Have you ever wanted to start an art collection but felt completely confused on where to begin? The art collections on televisions shows such as, Lifestyles of the Rich and Famous, make you feel even worse about starting your collection?
What if I told you that starting an art collection did not have to be intimidating or break the bank?
Let me share with you 7 tips to get you started:
Buy What You Love – In the beginning you can research all the art appreciation books, art catalogues and listen to the “experts” tell you what to buy, but you must love the art. Develop your passion for art. Take your time and look at several pieces in museums, art galleries, art fairs, and online. The more art you research the more likely you will learn to develop an eye for high quality pieces. If you decide that you want to collect impressionistic land and seascapes, you will notice which artists have truly developed their skills and which ones aren’t quite there.

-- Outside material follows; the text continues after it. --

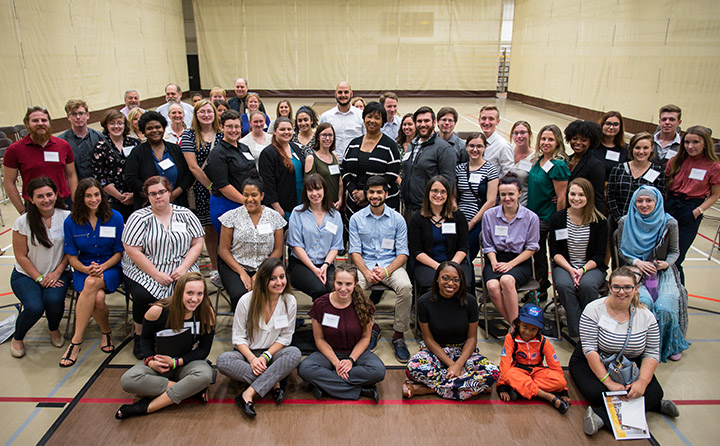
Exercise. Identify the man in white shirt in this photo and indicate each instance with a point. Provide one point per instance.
(498, 151)
(173, 94)
(345, 119)
(392, 126)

Build relationships with other art collectors – Local universities may have guest speakers that discuss the arts or visit an art gallery opening to meet avid art collectors. Trust me, art lovers cannot stop talking about their latest piece or their favorite artists. You will learn which artists are growing their careers and gaining a following. Also at gallery openings, many have “artist talks” which give the artist the opportunity to address the crowd and share their process and vision behind the work. Sometimes you may buy a piece because you love how passionate the artist is about his or her work.
Purchase the best quality piece within your budget and not multiple pieces that are mediocre – Collecting art is about quality and not quantity. Many artists have a gallery show displaying a series of work. Similar to a musician that is promoting his album, there are songs that you love, like and dislike. Find out if this is the artists first show, you may like his or her work from a previous series. Many times I have been to an artist opening and used my phone to look at his website. If possible, research the artist before the show. But sometimes you are caught off guard and a particular piece keeps calling your name even after you walk away. In this case, you must trust your gut and buy it. I can honestly say that I have never regretted buying a piece that caused a strong emotion.

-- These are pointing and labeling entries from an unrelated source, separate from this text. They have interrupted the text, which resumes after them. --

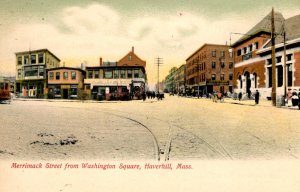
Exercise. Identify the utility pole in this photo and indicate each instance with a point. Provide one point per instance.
(159, 61)
(273, 60)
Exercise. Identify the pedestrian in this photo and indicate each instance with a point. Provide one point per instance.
(240, 96)
(299, 99)
(256, 97)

Keep good records – I receive phone calls daily from someone that inherited art from a loved one and has no idea what to do with it. Many times they cannot read the signature. Unless the artwork is from a well-known blue chip artists, many art appraisers will have a difficult time recognizing the piece or give you a fair market value price. While collecting art, have the gallery owner or the artists sign a COA. (Certificate of Authenticity) This certificate will have the artist name, name and description of the artwork, and a signature of the person authorizing its authenticity. Keeping great records will help insure your artwork in case of a disaster and help your loved ones if they decide to sell the artwork in the future.
Have fun – Collecting art is a lifelong pursuit. No one is keeping score and it is not a race. As you mature in knowledge regarding art and the primary market you might want to collect art for investment purposes but the advice still remains, collect what you love.